PE Week Wire: Thurs., May 17, 2007

A few very quick notes, as I’m heading down to New York to conduct a keynote interview during today’s MasterClass on PE/VC Fundraising.

My week of media whoredom continued last night, as I appeared on CNBC’s Fast Money program to discuss what public investors should look for in buyout-backed IPOs. The umbrella answer is that there is no perfect formula for such things, from judging past buyout-backed IPO performance. Moreover, there is some serious discrepancy between aftermarket performance of such offerings over the past two decades and a more recent sampling. Specifically, the historical data since 1980 shows that buyout-backed IPOs have outperformed the non-LBO-backed IPO market.

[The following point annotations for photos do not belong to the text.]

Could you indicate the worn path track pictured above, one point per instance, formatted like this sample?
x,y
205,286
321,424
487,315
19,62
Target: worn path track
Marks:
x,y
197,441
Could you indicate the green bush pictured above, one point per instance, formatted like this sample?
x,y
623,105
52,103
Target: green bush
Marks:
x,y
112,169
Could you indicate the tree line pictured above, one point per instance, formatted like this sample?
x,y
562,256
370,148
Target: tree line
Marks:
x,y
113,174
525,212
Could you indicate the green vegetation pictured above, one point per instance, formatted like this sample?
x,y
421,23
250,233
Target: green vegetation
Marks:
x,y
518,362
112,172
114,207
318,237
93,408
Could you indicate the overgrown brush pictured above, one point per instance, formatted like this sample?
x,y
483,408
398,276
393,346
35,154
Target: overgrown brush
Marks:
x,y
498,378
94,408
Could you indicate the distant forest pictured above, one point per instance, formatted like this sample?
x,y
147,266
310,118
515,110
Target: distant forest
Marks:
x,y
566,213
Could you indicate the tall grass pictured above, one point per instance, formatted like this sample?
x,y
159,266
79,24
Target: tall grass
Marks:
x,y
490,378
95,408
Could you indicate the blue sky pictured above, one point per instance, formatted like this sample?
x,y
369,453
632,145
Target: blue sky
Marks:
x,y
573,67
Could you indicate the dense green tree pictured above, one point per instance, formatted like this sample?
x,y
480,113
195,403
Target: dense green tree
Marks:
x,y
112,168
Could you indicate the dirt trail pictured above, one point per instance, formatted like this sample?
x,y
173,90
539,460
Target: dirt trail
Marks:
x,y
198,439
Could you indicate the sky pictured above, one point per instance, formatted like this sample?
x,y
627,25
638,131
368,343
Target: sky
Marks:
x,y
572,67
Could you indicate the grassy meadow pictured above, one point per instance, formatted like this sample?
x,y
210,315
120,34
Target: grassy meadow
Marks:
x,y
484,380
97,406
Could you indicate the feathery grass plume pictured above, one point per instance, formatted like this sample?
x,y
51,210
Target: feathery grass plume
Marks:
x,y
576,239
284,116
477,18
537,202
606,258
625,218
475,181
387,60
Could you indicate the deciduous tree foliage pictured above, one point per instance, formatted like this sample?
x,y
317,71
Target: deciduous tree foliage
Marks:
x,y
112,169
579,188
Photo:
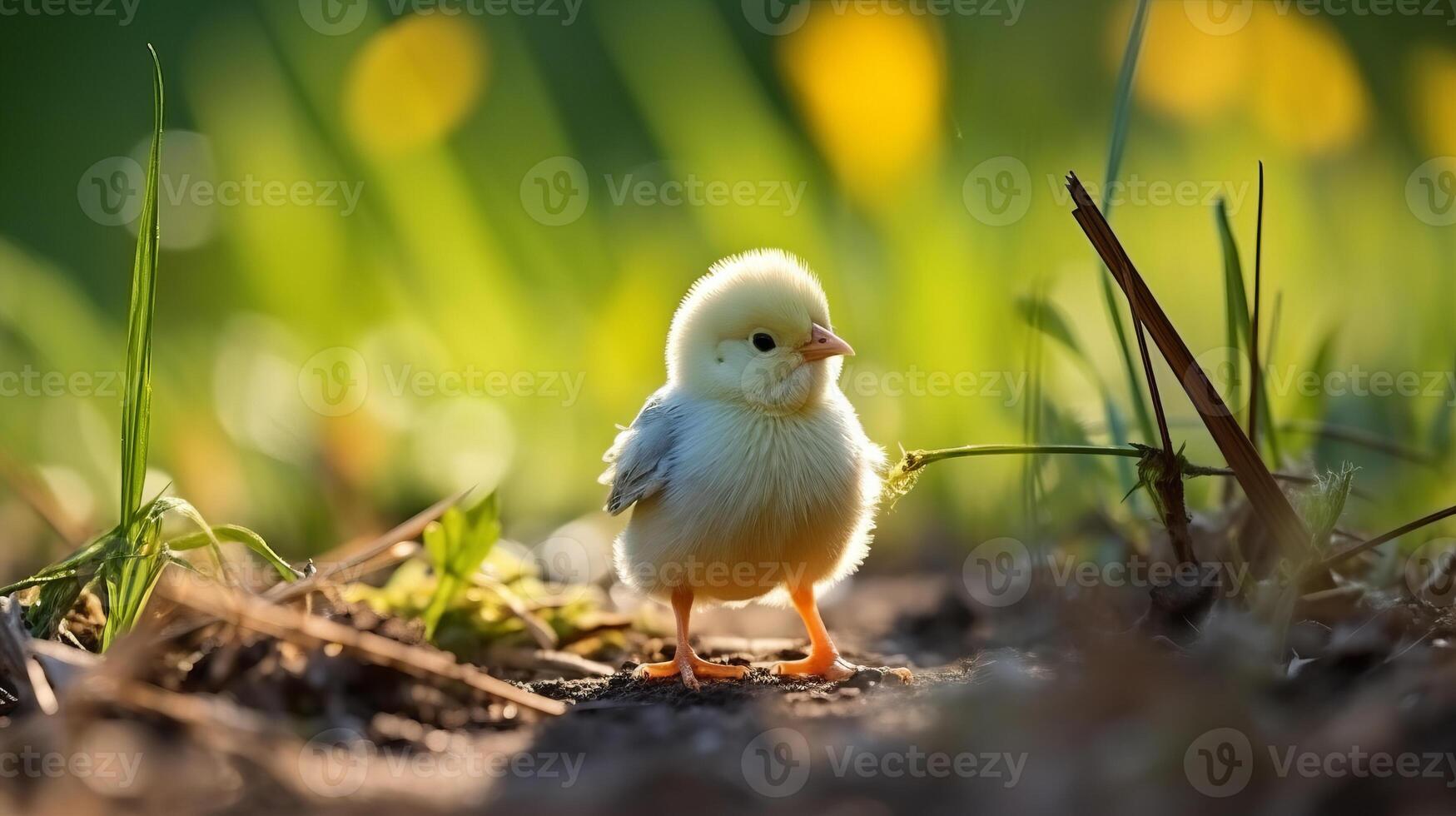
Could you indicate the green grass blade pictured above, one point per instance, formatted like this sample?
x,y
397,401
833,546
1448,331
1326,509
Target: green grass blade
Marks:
x,y
236,534
1114,163
136,407
1240,331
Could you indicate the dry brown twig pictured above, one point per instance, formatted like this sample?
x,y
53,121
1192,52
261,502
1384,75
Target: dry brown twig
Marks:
x,y
1254,477
301,629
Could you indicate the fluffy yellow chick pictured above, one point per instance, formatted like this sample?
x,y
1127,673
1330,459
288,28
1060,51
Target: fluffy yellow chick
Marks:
x,y
750,471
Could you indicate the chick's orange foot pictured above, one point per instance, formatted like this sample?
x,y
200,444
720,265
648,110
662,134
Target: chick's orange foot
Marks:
x,y
690,668
833,669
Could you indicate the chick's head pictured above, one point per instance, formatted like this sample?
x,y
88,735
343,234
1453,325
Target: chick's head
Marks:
x,y
756,331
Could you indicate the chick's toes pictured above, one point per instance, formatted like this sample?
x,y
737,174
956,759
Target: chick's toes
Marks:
x,y
690,668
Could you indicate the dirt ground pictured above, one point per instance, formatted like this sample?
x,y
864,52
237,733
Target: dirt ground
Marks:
x,y
1065,705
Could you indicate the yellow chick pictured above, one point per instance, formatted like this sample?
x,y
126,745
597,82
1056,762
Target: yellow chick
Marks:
x,y
750,471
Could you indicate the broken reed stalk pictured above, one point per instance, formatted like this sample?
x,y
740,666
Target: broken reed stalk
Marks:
x,y
1392,535
913,460
252,612
1269,501
1170,480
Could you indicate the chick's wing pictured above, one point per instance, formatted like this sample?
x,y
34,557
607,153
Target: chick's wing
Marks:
x,y
638,460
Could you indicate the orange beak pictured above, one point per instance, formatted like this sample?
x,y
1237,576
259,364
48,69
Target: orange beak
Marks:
x,y
823,343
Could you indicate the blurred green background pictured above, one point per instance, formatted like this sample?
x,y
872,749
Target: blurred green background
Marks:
x,y
410,251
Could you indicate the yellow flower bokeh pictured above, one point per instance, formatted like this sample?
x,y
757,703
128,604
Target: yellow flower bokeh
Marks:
x,y
871,87
1309,92
1183,72
1433,79
1290,72
414,82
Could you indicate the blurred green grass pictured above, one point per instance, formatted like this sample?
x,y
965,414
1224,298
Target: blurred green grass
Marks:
x,y
441,267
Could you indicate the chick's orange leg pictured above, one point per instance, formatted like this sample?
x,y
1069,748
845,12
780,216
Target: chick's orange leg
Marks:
x,y
686,664
823,660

But if you only look at buyout-backed IPOs since the beginning of 2006, they’ve underperformed the non-LBO-backed IPO market by a margin of 23.2% to 27.4 percent (through market close Tuesday). I’ve posted the relevant data here for your downloading pleasure.

If you look a bit deeper at the recent aftermarket performance, a few things jump out. First, companies seem to perform better if they’ve been held longer by their private equity sponsor. This isn’t to say that quick-flips can’t work (think Hertz), but four of the five best-performing offerings received their initial PE funding in 2000 or before. Each of the five worst-performing offerings got funded in 2003 or later.

Other key issues:

• Debt doesn’t seem to matter very much. Folks like me pay a lot of attention to dividend recaps, etc. — but public shareholders apparently view it more as future upside than risk. Moreover, Josh Lerner is currently working on a paper that reviews reverse LBOs (take-privates taken back public) up until 2002, which shows that highly-leveraged companies actually perform slightly better in the IPO aftermarket.

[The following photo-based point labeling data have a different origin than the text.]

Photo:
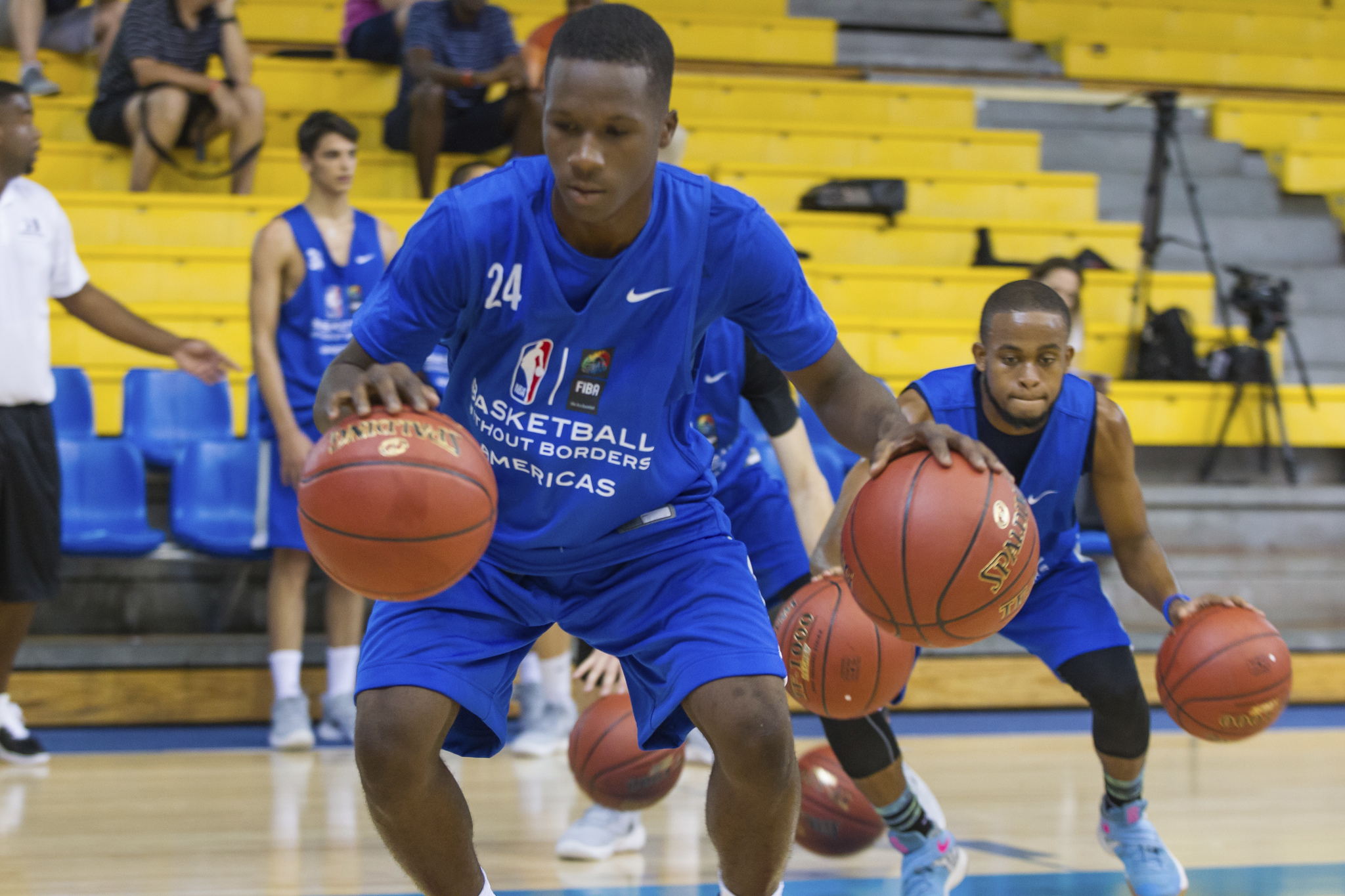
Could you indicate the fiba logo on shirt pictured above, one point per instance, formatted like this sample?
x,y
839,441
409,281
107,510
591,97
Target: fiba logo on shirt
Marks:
x,y
332,303
530,371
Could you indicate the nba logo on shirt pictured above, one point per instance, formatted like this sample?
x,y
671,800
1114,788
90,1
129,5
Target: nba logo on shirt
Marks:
x,y
332,303
530,371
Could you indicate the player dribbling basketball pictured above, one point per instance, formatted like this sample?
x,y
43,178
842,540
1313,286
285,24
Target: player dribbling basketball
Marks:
x,y
1049,429
615,267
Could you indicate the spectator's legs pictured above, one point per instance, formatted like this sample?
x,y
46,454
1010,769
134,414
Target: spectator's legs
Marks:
x,y
427,132
165,109
523,120
15,620
106,20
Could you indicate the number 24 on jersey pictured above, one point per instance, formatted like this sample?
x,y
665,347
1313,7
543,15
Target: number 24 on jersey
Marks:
x,y
513,286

• Be careful if the LBO firm is selling lots of stock in the IPO (shows a lack of faith). Conversely, be careful if the firm continues to hold a significant majority position (could be hard to bleed out without shocking the company).

• Don’t worry too much about the specific LBO firm backing the company. Rock stars are great, but some of the best LBO-backed IPOs come from small firms.

*** Ok, that was anything but a quick note. Let’s try this: A big news item yesterday was that AOL had agreed to acquire Third Screen Media, a Boston-based provider of mobile advertising and marketing software. No financial terms were disclosed, although an earlier WSJ story had pegged the deal at $80 million. Turns out the WSJ was low – as I’ve learned that the actual sales price is around $110 million. Good news for other VC-backed companies in the space, like Ad Infuse, Amobee, Enpocket, Rhythm NewMedia and Millennial Media.

*** Mark Cecil of Buyouts Magazine writes that KKR is ramping up marketing for its next European fund.

*** I mistakenly wrote yesterday that Steven Lerner would be among those testifying at the House hearing on private equity, and that he was SEIU president. He’s not – Andy Stern is – and it was Stern who testified. I listened to most of the hearing – and came away bored.

*** Just learned I’m tentatively back on CNBC tomorrow morning at 8am… Roundtable on private equity and M&A.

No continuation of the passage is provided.